Part The Penultimate:
It is now clear that the entire Republican pushback on financial reform legislation is going to be based on a pack of lies. We now know this well ahead of time. If it works, and I think it will, it will be referred to thereafter as "effective," as though that also made it true. Recall, always, the Third Great premise: Fact is that which enough people believe, and Truth is measured by how fervently they believe it.

Part The Ultimate:
I feel like being naive here, so let memake a proposal to people like Blanche Lincoln and Ben Nelson, and to the various Blue Dogs in the House. Look, gang.

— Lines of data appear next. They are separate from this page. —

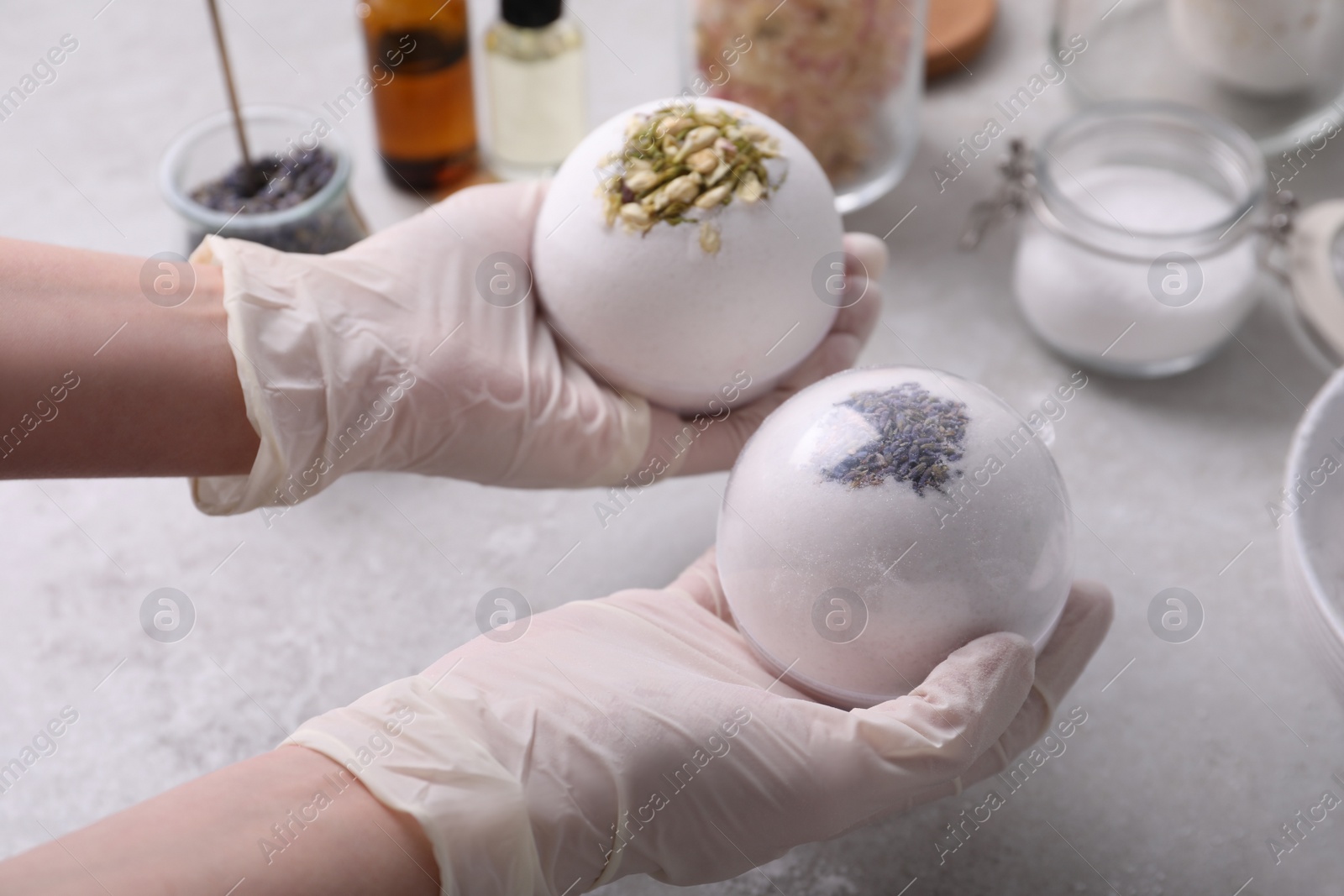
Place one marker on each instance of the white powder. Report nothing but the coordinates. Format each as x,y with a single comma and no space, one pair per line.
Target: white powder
1081,301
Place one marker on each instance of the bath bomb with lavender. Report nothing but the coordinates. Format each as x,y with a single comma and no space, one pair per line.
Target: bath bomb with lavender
685,244
884,517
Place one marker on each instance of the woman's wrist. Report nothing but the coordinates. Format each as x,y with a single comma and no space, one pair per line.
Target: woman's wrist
100,375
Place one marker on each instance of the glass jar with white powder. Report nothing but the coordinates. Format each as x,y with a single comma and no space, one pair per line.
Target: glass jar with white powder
1142,251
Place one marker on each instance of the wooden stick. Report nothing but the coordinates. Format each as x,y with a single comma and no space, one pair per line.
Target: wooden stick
233,94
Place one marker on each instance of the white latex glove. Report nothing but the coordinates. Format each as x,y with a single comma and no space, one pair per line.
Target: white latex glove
385,356
638,734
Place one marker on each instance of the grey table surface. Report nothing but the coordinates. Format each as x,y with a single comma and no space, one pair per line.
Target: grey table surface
1189,762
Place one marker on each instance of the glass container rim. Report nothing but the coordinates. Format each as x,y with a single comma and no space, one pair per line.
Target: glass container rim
1202,241
217,221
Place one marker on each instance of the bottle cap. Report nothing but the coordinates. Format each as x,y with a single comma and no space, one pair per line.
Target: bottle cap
530,13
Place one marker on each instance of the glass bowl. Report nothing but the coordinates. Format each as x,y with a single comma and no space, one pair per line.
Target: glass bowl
323,223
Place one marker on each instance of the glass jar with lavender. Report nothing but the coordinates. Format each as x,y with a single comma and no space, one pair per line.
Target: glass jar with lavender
295,197
844,76
1147,238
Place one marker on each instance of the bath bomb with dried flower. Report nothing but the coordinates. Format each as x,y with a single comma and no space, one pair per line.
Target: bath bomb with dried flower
884,517
676,251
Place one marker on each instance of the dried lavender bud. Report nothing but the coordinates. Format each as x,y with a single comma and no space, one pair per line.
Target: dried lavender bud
672,164
277,183
918,438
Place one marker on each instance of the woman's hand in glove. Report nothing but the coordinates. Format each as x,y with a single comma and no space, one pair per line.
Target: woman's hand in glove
638,734
385,356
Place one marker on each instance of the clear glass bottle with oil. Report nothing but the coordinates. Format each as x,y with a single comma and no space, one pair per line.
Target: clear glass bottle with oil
534,60
420,60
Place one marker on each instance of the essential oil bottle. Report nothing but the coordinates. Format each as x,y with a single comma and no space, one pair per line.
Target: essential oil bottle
421,80
534,60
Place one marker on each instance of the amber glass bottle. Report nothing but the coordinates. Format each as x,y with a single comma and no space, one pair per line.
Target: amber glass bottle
420,58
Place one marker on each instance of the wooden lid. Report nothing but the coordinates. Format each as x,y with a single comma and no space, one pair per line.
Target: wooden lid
958,31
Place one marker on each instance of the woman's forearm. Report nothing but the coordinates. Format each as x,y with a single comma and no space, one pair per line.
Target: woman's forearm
288,822
96,379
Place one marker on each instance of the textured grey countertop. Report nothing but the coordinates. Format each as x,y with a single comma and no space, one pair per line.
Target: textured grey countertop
1189,762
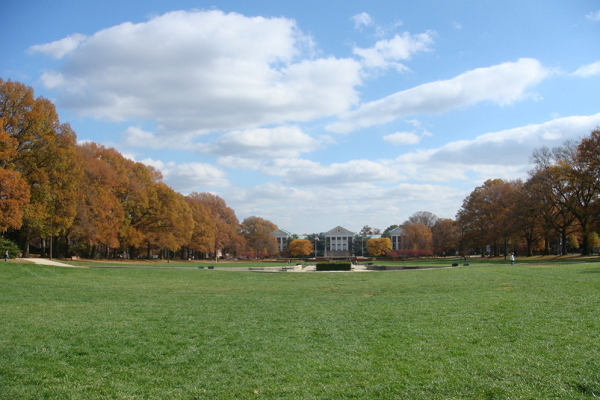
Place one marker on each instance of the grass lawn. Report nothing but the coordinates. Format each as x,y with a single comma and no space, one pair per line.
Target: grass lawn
475,332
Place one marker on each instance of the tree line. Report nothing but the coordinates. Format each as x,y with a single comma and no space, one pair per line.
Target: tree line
85,199
554,211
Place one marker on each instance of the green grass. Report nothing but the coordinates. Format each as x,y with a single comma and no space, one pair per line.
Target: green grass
477,332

You guys are going to lose next fall, and some of you are going to lose hugely. You can campaign as hard as you like, but I don’t believe it’s ultimately going to do you much good. So here’s the deal — get out of the way. Vote with the party on health-care, on financial reform, on cap-and-trade, on all of it. (And, Blanche? It might even be good politics for you anyway) Become more Democratic than LBJ. If you’re going to lose anyway, have some fun while you’re still in there. Jack the rich guys. Tease the wingnuts unmercifully. Say anything you want, and vote the right way. If you’re going to lose anyway, you’re…liberated. You’re free as birds, the lot of you, for the next nine months. Unless, of course, you’re already lining up those sweet K Street jobs so as to have a soft landing in the Dreaded Private Sector. In which case, well, you’re pretty much what I thought y’all were all along.

The Mail

Name: Stephen Carver
Hometown: Los Angeles

Dr. A,

I read your column regarding "Game Change" and I must say that afterward, I was interested in NOT reading the book for the following reason: the title.

Call me naive about politics or call me stupid, but what amazes, astounds and disgusts me about Washington these days is that EVERYONE thinks it is "a game." With health care, these are American lives they’re discussing, yet politicians care more about scoring political points, and journalists care more about who gets the story first, rather than who gets it right first. It’s just tit for tat and no one wins anything.

With energy and global warming, we’re talking about the future of human life on the planet, yet politicians on both sides care more about their corporate Big Oil contributions than whether their great grandchildren will all have to live in Colorado and Wyoming because Florida, Louisiana and Maryland are under water.

The world has gone on for so long like this and yet people haven’t even begun working out the sustainability issues currently facing us. I’m not one to think the world is coming to an end at all (I actually believe we’re pretty smart for the apes we are), but I am concerned about our short sightedness as a species. It is, perhaps, our evolutionary Achilles heel, and our politicians, who were once much wiser than the rest of us (think Founding Fathers), have simply turned into corporate shills.

I don’t know what the solution is, but isn’t the first step in any rehabilitation program to recognize the problem and acknowledge it? Isn’t that what Obama is trying to do lately?

Name: Makaainana Hawaiianstyle

Let’s think about Corporations and politics.

Its axiomatic in a Democracy that one man equals one vote.

I propose legislation that says a Corporation must poll its employees and stockholders on a topic/person/cause that the corporation wants to contribute money to.

Then the corporation must contribute to organizations involved in that topic/ person/ cause in proportion to the poll results.

No one surrenders their political voice or right to an opinion just because they invest in a corporation or union nor do they do so if they are employed by the corporation.

If the legal reasoning is that corporations are groups of individuals that should not lose their political advocacy rights just because they are a part of the organization/corporation then this law is simply ensuring that the individual keeps his political voice.

Name: Glenn Lambert
Hometown: Lost Angle Eez

At a Hudson Books at JFK last Saturday, I saw a copy of Pierce’s "Idiot America" displayed in the "Self- Improvement" section. Apparently some people think it’s a curable condition.